Water Restrictions Aren’t Working In Brandon
The city is forced to open third water well
BRANDON, S.D. – For the past month and a half the City of Brandon has had water restrictions in place during dry conditions, but the city administrator says that’s not enough to solve the problem. Now, the city has to tap into one of its old wells to increase water supply. But that comes with a noticeable change.
The color of the grass gives it away. With a lot of brown blades mixed in with a few green ones, it’s easy to see there has been a lack of rain in Brandon, and it’s causing some problems.
“As the lack of rain continues, our well production is creeping back up,” says City Administrator Bryan Read.
Read says right now two million gallons of water are being used every day, “which is too much for us to produce on a consistent basis.”
In winter, the city only uses 650,000 gallons of water a day. To reduce water usage the city is asking residents to avoid watering their lawn from 10 a.m. to 6 p.m. As well as stick to an odd, even schedule, meaning those who live on even streets water on even numbered days, and vice versa.

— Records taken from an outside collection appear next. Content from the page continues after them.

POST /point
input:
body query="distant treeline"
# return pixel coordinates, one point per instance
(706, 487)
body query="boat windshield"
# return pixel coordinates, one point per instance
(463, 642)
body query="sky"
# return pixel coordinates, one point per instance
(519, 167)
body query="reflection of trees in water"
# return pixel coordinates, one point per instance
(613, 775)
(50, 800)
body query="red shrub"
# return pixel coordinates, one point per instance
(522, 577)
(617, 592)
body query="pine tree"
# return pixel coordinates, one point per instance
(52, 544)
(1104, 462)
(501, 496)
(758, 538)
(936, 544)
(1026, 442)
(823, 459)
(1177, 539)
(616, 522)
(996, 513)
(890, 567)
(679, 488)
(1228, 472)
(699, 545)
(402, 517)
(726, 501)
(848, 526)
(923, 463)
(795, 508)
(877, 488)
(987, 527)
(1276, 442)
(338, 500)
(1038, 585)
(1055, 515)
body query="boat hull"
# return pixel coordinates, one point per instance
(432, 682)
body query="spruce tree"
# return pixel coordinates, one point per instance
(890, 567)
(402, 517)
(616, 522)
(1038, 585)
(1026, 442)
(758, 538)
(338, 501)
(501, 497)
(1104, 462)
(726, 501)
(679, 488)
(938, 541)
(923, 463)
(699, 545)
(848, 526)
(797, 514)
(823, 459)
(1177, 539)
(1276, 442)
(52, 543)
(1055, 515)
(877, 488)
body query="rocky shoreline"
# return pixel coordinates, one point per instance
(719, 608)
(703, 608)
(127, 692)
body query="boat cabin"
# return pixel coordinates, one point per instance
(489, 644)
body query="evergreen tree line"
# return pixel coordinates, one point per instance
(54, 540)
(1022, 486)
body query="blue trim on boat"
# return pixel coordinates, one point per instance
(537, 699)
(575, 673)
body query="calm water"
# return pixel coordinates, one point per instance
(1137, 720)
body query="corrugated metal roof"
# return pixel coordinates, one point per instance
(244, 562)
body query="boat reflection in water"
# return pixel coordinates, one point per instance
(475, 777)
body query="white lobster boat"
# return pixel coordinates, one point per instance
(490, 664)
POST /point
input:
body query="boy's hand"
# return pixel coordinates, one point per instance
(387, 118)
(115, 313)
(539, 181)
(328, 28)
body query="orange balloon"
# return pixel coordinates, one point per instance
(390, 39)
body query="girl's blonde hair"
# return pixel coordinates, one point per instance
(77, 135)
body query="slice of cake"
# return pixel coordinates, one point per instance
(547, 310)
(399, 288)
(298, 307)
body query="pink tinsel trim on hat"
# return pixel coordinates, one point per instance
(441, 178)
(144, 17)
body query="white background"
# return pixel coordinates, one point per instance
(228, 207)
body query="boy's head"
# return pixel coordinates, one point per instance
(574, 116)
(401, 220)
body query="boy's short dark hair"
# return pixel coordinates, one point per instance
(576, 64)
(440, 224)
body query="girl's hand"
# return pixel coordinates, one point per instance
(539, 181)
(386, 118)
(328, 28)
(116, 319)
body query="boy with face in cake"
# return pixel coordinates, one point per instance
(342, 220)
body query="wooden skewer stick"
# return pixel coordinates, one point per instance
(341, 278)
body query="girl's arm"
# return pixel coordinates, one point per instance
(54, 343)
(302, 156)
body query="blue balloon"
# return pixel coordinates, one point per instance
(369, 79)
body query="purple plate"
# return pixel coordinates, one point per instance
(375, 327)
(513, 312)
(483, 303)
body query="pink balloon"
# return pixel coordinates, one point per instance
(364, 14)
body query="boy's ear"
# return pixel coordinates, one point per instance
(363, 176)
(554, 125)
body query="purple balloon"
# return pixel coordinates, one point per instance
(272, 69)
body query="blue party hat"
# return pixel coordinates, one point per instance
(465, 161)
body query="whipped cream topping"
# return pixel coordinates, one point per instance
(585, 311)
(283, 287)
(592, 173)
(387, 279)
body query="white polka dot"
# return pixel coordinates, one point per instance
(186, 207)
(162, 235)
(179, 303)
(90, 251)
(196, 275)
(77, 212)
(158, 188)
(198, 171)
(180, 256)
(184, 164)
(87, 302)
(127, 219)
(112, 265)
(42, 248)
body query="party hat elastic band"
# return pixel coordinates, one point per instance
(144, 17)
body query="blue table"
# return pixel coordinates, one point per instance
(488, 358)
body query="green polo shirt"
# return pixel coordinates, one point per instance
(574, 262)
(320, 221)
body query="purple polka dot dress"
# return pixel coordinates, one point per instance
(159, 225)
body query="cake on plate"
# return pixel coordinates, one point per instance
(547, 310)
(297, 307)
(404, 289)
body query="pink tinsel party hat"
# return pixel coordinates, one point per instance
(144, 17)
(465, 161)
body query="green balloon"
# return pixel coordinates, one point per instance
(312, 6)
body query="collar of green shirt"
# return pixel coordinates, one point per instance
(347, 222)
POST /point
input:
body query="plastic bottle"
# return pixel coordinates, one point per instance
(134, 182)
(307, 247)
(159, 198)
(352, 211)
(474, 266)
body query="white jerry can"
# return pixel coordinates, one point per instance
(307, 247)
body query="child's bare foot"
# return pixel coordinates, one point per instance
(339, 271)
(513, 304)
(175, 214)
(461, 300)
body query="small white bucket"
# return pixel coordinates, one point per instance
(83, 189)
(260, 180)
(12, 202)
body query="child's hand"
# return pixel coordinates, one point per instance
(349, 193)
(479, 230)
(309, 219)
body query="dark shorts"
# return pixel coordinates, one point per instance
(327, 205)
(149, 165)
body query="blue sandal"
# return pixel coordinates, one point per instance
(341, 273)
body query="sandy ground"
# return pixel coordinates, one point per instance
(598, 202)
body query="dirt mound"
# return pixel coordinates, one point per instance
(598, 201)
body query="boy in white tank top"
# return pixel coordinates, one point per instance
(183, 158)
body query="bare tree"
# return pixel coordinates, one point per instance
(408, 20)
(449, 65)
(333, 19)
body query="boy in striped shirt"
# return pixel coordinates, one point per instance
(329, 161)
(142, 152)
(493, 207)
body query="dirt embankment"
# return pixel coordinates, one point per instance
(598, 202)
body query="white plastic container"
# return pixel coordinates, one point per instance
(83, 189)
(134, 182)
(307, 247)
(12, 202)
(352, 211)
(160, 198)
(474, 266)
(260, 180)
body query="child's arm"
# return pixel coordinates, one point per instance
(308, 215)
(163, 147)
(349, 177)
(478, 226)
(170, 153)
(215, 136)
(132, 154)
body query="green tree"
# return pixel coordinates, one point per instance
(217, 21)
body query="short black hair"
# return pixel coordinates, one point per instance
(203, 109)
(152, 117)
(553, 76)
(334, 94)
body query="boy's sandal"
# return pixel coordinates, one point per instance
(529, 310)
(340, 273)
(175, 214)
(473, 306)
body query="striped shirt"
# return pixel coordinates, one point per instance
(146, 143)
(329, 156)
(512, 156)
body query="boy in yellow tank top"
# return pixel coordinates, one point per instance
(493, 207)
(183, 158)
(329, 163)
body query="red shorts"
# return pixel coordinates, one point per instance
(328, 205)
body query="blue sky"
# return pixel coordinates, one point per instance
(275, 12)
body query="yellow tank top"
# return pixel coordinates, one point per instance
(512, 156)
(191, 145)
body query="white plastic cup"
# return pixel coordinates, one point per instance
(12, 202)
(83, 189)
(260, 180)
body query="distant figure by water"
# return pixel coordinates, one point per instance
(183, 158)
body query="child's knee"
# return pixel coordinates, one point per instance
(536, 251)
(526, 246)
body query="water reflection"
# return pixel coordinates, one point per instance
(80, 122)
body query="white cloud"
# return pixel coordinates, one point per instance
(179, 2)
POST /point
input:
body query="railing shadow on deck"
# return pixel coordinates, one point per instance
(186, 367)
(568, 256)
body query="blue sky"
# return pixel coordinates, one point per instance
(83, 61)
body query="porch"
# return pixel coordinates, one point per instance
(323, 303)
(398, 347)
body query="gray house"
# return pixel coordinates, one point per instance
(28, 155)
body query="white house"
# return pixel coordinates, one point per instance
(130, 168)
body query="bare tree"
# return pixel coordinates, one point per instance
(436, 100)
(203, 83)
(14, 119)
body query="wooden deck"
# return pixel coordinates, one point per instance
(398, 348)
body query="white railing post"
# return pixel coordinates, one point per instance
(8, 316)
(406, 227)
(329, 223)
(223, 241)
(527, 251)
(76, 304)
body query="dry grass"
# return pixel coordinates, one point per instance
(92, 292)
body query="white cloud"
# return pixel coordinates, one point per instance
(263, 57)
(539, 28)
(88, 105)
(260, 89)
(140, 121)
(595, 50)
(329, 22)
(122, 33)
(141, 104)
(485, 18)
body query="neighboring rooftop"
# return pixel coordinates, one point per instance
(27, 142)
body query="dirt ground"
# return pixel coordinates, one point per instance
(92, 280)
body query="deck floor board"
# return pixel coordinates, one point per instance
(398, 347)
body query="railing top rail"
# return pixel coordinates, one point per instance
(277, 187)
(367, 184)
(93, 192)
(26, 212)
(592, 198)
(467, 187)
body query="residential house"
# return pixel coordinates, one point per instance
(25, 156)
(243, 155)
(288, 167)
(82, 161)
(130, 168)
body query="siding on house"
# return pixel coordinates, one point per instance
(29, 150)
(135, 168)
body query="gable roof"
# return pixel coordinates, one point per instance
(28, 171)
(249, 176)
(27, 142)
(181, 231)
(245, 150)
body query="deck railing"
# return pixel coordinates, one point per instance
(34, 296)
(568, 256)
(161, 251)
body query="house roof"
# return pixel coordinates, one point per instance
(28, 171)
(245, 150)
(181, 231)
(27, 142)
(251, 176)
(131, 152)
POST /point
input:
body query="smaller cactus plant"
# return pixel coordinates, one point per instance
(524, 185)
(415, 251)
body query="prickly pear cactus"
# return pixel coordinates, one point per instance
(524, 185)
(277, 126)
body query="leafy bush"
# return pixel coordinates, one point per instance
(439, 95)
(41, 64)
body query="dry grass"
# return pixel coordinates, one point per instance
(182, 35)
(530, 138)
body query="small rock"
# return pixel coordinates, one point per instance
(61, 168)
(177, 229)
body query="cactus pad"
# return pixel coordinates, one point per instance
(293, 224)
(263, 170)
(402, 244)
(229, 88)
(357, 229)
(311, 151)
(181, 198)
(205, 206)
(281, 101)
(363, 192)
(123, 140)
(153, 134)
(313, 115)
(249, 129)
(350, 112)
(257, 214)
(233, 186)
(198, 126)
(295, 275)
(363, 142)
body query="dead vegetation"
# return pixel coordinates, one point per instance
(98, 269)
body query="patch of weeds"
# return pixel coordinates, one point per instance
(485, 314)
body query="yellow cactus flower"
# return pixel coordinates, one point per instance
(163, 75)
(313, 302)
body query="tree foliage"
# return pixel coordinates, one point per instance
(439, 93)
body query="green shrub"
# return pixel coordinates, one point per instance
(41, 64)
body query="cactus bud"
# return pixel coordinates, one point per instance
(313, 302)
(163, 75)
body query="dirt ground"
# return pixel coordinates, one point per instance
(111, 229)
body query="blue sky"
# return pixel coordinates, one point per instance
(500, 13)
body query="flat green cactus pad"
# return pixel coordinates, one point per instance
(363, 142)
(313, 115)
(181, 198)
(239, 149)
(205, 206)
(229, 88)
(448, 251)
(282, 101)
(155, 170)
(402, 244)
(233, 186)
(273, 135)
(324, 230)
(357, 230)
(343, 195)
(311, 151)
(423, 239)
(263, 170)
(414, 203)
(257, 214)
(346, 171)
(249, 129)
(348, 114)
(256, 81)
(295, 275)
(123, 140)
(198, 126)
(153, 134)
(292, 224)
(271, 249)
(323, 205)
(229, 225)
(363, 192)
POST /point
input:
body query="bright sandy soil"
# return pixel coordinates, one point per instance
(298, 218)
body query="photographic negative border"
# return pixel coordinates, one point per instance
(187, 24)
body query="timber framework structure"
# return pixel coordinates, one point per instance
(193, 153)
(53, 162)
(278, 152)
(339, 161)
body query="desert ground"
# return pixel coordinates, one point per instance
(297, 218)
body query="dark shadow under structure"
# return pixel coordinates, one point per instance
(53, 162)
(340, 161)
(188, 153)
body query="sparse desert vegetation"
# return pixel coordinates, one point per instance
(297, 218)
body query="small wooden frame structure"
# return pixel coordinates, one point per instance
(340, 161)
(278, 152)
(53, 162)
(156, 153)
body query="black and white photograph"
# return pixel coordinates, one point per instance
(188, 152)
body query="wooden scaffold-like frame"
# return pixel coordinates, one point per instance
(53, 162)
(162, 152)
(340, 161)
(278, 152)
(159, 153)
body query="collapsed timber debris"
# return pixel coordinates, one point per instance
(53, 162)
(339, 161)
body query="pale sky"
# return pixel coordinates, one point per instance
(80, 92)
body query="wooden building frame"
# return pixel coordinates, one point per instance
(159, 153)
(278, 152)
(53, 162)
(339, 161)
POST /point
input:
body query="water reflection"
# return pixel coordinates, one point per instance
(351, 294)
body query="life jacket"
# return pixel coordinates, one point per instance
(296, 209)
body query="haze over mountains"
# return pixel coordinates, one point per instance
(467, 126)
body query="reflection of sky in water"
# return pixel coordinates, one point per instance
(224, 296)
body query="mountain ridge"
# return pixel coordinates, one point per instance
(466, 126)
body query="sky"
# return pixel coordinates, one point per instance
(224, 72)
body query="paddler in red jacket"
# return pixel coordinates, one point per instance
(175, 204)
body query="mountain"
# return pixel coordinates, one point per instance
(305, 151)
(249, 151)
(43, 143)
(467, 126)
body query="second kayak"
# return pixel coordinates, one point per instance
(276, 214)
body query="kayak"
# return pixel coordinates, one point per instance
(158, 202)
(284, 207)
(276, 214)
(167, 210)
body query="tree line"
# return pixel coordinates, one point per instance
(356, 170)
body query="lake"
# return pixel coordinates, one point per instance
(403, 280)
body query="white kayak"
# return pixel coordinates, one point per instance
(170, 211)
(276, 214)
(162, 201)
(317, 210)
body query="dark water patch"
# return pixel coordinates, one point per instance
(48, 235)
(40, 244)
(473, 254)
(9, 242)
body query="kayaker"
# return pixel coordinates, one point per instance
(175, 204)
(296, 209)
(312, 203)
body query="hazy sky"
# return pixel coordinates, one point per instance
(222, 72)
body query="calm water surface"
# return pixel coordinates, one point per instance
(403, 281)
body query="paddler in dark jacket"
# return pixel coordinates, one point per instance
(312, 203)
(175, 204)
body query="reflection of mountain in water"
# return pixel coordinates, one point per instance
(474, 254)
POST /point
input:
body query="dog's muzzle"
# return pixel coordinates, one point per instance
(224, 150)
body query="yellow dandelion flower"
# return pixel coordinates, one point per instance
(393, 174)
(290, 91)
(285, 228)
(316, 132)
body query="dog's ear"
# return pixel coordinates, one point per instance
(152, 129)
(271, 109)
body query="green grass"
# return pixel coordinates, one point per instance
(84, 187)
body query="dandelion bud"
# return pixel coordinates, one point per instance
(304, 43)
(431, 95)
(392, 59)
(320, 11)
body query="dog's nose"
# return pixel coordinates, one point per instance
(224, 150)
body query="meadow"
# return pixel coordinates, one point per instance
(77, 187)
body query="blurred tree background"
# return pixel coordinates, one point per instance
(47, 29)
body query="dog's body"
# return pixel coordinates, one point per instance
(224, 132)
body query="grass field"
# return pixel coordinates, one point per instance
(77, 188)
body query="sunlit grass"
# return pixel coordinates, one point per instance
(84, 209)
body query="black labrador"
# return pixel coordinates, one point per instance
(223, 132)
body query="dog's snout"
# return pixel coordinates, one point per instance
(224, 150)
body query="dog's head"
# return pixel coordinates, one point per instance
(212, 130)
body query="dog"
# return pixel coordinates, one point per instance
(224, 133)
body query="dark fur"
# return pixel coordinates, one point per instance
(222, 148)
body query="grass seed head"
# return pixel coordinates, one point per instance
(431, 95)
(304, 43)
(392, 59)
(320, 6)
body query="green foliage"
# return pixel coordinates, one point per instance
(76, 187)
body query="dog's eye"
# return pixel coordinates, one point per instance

“Evens is tomorrow and I don’t think I’m even going to water then because of the restrictions,” says longtime Brandon resident Dick Pickering. “I believe it’s necessary to listen.”
While many residents like Pickering are following the rules, the city administrator can’t say that about everyone.
“Driving around town this morning, I picked up about a dozen people who were watering not on their day,” says Read.
Due of this, he says the city has had to open up another well, one that is older than the city’s two others.
“It has high iron and manganese in the water,” says Read. “It does not go through our water filtration plant so it does cause some water color discoloration in our system.”
Read admits the water is a bit of an eye opener, but he says it’s safe to drink and better than their next option.
“If we don’t see a reduction in water consumption we will have a mandatory water ban on watering grass and gardens,” explains Read.
Read says the water is chlorinated and passes all bacteria tests. However, the city does want to warn that when washing with the water, it can die white clothes an orange-ish color.